What all these characters have in common, however, is that over time they have become more than a trope; they have become a cultural norm. The crazy woman has become a kneejerk way to put women in their place and remind them that, no matter what they achieve, they are inherently flawed.

Take Taylor Swift, for example: she is worth $250m (190m) and is one of the USs richest self-made women. Impressive, eh? However, Swift is routinely mocked by the media; painted as a clingy man-eater who races through boyfriends then enacts lyric-based revenge on her ex-lovers.

Swift could have ignored the persona the media had created for her but she chose to satirise it with her hit single Blank Space. This featured lyrics like: Got a long list of ex-lovers/Theyll tell you Im insane, and was accompanied with an over-the-top music video in which she acts out the crazy woman she is painted to be. Everybody in these tabloidy gossipy blogs thinks they have you pegged, like Taylors boy-crazy, she told Vanity Fair. Im work-crazy. Thats the thing that Im crazy about, that I dont stop thinking about.

Swift isnt the only woman to have subverted the entrenched narrative around crazy women. Indeed the TV show Crazy Ex-Girlfriend (on Netflix), tackles it head on and has become an unexpected hit. The musical-comedy features Rebecca Bunch, a high-flying but depressed New York lawyer, who quits her job and moves to California because her boyfriend from summer camp lives there. So far, so crazy woman. But the shows theme song dramatises its tension and demonstrates there is more: Shes the crazy ex-girlfriend! the chorus trills. What? No, Im not! Thats a sexist term! replies the star. The situations a lot more nuanced than that.

One person Id wager would not be able to see that nuance is Donald Trump. The presidential nominee routinely calls women crazy and reduces them to their bodily functions. In an ironic twist, however, it looks like Trump might be getting served a little taste of the crazy medicine society has been serving women up for centuries.
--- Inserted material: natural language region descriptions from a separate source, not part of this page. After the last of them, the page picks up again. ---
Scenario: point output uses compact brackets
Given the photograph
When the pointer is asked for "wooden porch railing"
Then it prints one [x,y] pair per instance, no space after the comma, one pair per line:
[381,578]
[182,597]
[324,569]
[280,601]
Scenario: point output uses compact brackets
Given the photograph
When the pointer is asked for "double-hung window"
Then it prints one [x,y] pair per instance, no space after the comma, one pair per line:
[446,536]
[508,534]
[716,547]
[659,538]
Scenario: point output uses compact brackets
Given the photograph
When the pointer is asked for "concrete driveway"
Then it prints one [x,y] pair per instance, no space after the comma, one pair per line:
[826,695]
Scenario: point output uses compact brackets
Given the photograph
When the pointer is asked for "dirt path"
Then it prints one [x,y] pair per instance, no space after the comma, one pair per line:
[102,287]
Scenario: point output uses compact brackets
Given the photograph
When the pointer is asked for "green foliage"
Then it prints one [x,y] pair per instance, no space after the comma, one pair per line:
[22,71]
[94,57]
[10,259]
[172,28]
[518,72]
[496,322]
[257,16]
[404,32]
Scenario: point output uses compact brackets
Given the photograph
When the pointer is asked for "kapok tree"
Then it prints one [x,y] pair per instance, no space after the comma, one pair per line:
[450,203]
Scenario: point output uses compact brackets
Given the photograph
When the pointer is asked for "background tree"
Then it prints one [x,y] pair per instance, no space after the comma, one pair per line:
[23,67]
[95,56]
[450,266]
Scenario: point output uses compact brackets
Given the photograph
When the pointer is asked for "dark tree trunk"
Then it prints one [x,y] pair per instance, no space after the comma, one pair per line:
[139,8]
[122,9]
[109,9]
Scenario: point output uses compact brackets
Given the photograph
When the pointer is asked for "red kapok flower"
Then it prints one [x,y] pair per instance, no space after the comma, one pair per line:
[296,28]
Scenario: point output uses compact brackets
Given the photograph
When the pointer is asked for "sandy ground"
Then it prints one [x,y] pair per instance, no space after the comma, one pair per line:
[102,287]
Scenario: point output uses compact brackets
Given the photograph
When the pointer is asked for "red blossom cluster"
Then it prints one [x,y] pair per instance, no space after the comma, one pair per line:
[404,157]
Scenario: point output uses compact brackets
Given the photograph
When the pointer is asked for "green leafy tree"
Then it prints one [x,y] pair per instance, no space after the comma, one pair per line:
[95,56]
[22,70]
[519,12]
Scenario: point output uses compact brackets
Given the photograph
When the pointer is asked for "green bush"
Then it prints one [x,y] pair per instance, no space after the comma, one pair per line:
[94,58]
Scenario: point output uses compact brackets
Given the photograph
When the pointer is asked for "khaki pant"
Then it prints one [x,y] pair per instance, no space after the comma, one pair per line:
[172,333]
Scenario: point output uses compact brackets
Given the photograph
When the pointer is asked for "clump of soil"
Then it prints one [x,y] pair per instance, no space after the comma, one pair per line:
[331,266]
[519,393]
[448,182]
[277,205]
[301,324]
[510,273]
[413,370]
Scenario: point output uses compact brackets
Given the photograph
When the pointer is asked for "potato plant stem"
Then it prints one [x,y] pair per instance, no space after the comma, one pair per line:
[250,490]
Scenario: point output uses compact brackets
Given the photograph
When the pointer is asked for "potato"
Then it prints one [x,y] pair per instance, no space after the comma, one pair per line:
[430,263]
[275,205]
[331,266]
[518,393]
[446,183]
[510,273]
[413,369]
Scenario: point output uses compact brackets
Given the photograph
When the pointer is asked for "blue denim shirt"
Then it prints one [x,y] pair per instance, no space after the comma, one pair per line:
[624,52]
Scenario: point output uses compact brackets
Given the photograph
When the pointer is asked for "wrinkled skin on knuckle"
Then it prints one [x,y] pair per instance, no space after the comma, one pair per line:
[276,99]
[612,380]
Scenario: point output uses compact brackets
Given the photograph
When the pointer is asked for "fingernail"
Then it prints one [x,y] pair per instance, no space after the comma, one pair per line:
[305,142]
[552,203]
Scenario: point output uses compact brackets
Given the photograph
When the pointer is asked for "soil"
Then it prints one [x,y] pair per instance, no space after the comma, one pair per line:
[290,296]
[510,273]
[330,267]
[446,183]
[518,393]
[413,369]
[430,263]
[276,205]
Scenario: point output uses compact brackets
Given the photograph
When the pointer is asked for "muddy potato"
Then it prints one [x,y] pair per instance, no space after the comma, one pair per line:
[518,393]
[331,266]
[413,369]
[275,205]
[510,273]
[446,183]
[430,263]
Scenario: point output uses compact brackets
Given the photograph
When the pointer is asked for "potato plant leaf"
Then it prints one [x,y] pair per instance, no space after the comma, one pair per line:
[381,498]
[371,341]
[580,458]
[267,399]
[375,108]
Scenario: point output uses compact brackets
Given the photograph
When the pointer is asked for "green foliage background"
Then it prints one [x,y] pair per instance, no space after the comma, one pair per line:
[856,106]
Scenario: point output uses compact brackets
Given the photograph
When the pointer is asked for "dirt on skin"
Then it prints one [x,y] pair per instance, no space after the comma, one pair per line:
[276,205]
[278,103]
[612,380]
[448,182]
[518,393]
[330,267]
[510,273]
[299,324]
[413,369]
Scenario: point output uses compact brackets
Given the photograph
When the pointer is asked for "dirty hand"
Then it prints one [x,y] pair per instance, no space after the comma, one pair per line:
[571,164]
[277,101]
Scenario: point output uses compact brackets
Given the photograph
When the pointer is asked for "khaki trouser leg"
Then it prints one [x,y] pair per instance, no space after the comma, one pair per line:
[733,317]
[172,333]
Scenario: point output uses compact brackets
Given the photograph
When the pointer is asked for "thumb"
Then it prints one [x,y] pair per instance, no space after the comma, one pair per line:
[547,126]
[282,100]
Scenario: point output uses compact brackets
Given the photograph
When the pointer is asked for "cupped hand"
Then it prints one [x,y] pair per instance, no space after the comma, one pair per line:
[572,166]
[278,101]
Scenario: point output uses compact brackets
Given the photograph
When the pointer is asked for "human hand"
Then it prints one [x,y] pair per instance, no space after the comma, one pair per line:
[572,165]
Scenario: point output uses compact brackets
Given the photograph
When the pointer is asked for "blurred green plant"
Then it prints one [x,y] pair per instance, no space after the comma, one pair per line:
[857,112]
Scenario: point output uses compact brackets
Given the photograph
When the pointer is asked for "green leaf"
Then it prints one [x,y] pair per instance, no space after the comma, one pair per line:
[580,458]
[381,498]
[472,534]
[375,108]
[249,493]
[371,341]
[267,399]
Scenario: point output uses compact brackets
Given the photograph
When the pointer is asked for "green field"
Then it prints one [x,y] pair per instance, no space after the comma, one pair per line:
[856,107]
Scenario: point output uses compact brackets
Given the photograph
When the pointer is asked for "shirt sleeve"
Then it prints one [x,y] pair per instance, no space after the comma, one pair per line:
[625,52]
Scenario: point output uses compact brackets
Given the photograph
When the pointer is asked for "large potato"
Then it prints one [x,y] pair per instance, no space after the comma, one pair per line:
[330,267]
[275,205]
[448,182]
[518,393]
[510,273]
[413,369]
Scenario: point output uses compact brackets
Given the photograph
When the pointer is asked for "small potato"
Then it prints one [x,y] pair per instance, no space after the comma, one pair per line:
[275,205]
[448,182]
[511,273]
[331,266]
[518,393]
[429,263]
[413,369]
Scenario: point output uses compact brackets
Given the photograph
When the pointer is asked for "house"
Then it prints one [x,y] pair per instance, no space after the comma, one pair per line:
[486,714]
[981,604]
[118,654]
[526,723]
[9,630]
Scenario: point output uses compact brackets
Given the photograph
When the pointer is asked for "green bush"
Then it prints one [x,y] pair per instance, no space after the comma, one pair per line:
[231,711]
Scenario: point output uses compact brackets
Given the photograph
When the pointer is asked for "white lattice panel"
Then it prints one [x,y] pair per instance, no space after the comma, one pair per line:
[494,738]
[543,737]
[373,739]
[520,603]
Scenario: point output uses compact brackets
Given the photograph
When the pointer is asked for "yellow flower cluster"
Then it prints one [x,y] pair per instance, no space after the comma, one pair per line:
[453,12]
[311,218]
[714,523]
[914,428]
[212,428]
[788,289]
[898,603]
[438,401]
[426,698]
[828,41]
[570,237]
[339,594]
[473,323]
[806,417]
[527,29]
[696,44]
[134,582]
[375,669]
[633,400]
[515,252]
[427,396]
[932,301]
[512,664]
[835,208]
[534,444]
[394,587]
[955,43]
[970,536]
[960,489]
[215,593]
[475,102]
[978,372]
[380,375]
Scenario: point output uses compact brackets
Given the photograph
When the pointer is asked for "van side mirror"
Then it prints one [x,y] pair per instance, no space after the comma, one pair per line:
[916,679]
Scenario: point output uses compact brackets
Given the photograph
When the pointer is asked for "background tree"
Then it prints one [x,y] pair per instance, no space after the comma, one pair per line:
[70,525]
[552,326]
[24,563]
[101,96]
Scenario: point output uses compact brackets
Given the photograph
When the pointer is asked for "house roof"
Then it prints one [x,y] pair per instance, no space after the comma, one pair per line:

Is Donald Trump just plain crazy? asked the Washington Post. During the primary season, as Donald Trumps bizarre outbursts helped him crush the competition, I thought he was being crazy like a fox, the article explained. Now I am increasingly convinced that hes just plain crazy.

It wasnt just that particular journalist who gave Trump the benefit of the doubt at the start of his campaign. Initially, his eccentricities were largely explained away. Trump was a man, so he wasnt mad he was a maverick. He was crazy like a fox. Now, however, people are starting to wonder whether he is crazy like, you know, a woman.

As more people start to diagnose Trump as crazy, discussion has sprung up around the suitability of the word. Stop calling Trump crazy, urges a recent CNN article. It makes the rational argument that crazy stigmatises mental illness and equates mental illness with incompetence. Basically, it explains, crazy is not a nice term and you should be careful how you use it.

Call me crazy, but women are painfully aware of this. Perhaps the ultimate irony is that in thousands of years of dismissing crazy women, it will take one of the craziest men of the 21st century to make us rethink how weve used and abused the word.